1 : Faber 2004 ; 2 : Schiechtl et Stern 1996 ; 3 : Venti et al. 2003 ; 4 : Lachat 1994.
 
 
Les valeurs de référence dans le tableau mettent en évidence les disparités entre les auteurs et révèlent la large gamme de valeurs de résistance pour certaines techniques. Toutefois, des tendances se dessinent. Les couches de branches à rejets présentent une résistance importante par rapport aux autres techniques et notamment par rapport aux fascines, aux boutures de saule et aux tressages (= clayonnages).
D’après le tableau 1, les ouvrages les plus résistants aux contraintes tractrices sont les couches de branches à rejets avec enrochements en pied de berge (τlim = 300-450 N.m–2) et les caissons végétalisés (τlim = 600 N.m–2).

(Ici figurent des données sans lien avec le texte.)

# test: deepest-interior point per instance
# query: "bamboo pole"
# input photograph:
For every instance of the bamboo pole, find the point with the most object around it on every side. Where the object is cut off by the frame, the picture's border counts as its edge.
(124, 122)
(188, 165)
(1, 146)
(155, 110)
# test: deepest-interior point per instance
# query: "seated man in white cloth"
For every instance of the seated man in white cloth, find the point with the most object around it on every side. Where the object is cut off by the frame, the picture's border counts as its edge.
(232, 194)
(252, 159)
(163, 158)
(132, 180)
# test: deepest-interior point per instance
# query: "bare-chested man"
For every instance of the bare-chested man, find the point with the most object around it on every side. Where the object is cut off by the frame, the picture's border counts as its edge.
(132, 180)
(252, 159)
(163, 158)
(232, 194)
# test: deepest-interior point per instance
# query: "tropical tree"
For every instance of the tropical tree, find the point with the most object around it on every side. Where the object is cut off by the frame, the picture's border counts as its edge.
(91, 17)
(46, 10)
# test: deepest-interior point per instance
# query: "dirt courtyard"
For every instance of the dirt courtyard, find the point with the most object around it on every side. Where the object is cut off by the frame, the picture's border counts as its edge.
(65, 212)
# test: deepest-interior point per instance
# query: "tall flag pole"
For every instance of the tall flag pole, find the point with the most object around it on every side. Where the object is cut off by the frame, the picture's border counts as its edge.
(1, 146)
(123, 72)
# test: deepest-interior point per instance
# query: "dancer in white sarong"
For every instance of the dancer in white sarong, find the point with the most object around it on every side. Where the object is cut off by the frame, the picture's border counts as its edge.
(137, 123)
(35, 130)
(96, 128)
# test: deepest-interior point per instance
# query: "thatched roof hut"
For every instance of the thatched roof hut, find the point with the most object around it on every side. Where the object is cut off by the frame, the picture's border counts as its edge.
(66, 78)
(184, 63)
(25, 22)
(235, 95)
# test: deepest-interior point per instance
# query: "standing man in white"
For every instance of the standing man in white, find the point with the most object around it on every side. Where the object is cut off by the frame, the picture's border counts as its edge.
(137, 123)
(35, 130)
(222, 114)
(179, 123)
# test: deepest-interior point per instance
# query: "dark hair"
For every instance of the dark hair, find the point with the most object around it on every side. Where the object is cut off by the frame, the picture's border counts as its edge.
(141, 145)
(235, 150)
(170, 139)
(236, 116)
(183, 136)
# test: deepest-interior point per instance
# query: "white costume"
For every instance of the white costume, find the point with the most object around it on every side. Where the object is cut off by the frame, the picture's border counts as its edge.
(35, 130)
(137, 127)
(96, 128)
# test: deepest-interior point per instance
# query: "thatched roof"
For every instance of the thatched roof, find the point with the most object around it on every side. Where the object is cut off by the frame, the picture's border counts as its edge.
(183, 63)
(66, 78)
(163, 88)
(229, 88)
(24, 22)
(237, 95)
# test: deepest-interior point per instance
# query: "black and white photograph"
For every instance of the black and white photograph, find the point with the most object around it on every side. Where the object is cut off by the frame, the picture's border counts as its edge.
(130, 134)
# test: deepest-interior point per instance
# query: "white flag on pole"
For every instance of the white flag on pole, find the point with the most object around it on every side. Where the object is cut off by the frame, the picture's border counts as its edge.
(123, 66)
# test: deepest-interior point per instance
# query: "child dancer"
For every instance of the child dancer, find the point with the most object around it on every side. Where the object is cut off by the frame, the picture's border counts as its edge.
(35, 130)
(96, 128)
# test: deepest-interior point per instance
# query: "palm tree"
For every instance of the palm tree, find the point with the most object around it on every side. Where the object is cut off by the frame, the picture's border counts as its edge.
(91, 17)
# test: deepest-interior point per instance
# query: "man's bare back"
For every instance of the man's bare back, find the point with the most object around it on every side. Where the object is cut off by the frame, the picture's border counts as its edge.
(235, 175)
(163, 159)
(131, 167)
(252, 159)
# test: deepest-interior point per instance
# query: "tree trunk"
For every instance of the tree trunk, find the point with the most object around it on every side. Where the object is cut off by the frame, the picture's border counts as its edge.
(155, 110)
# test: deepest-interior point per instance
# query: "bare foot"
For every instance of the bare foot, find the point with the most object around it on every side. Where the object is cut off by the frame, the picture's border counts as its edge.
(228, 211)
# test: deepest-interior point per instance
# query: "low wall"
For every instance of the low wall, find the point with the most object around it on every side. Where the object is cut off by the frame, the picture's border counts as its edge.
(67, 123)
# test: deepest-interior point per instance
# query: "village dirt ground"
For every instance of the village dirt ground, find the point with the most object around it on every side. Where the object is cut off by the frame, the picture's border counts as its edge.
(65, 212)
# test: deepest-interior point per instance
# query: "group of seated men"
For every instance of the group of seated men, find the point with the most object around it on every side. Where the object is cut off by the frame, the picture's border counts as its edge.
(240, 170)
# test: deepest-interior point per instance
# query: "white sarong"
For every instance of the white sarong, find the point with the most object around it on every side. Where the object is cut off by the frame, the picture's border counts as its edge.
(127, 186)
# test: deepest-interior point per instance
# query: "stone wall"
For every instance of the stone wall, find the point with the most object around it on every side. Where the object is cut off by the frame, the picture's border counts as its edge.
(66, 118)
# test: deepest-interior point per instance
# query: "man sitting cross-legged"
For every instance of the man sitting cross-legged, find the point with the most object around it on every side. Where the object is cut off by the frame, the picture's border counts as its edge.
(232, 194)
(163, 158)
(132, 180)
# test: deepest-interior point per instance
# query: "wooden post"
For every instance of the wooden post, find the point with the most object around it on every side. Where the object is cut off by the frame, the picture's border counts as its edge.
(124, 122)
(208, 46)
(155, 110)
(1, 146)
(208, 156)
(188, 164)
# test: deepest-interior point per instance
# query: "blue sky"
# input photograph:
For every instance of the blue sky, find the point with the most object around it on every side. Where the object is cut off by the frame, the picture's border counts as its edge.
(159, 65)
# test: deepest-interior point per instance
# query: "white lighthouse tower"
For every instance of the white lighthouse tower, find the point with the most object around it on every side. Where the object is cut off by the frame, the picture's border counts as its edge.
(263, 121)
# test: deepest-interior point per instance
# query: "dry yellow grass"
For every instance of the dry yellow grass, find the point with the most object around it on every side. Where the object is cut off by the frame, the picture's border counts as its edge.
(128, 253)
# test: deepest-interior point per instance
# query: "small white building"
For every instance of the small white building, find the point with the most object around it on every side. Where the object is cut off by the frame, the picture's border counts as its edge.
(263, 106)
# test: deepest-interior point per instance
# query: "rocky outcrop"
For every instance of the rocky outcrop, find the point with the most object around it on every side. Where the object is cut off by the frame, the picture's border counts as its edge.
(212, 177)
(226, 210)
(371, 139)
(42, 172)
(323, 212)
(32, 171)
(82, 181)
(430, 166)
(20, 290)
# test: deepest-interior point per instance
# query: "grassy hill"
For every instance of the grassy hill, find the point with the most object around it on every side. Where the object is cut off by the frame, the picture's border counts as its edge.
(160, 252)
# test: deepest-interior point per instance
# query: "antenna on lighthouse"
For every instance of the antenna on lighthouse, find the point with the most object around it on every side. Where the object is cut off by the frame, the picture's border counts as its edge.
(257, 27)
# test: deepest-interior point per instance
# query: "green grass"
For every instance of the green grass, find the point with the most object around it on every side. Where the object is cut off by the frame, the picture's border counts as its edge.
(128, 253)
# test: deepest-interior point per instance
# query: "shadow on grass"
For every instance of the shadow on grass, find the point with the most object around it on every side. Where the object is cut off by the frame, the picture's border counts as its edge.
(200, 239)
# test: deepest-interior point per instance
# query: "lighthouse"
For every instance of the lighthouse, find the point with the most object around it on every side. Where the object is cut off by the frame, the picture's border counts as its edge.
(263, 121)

Ces valeurs ont une gamme de résistance équivalente ou supérieure à certains enrochements (τlim = 250 N.m–2, correspondant à des blocs en vrac de 30 cm de diamètre) ou aux enrochements végétalisés (τlim = 300-350 N.m–2).
 
Par conséquent, les techniques de génie végétal ont une résistance importante aux contraintes de traction.
Par ailleurs, les ouvrages de génie végétal se fortifient avec le temps. Leur résistance est minimale suite à la construction, c’est à ce moment que l’ouvrage est le plus vulnérable aux crues. Les années suivantes, la végétation se développe (système racinaire et tiges aériennes) et apporte son rôle protecteur à la berge.
 
 
Limites de l’utilisation de la contrainte tractrice
 
Remarque sur l’usage des données : les valeurs ont été calculées pour des crues subies par des ouvrages non détériorés. Le faible nombre d’échantillons ne permet pas d’envisager une approche statistique. Il s’agit donc d’évaluations ponctuelles et indicatives, ne fixant en aucun cas les limites d’emploi des techniques.
 
Par conséquent, il est possible d’installer des ouvrages exposés à des contraintes supérieures ou inférieures à celles qui figurent dans le tableau, sans toutefois avoir de garanties sur le résultat. La résistance d’un ouvrage peut en effet fluctuer en fonction de la nature du sol, de l’altitude et des conditions météorologiques, de la conception de l’ouvrage, des modalités de mise en œuvre de l’ouvrage et du matériel végétal, ou encore de la variabilité génétique des végétaux utilisés.
 
Gerstgraser (2000) a mis en évidence des différences d’approximation dans les modes de calcul selon les auteurs, qui conduisent à augmenter l’incertitude sur les valeurs relatives. 
 
Le calcul de la contrainte tractrice ne prend pas en compte les différences de rugosité de la berge, ni l’effet de la végétation sur le champ de vitesse. Dans certains cas, une forte rugosité générée par un couvert arbustif dense peut ralentir le courant et donc réduire les forces d’arrachement sur une protection de berge, alors que le même type de protection avec une rugosité plus faible n’aurait pas tenu. Le calcul de la contrainte tractrice est le même dans les deux cas, mais la tenue de l’ouvrage va varier en fonction du type de couverture végétale. Enfin, le calcul de la force tractrice n’est théoriquement valable que pour des tronçons rectilignes. Or, si un ouvrage est construit en partie convexe ou concave, le calcul de la force tractrice est le même, mais l’ouvrage aura plus de chance d’être arraché en rive concave.
 
Les valeurs de contraintes tractrices recensées dans le tableau 1 sont utilisées pour étayer le choix des techniques. Elles ne doivent être utilisées qu’à titre indicatif.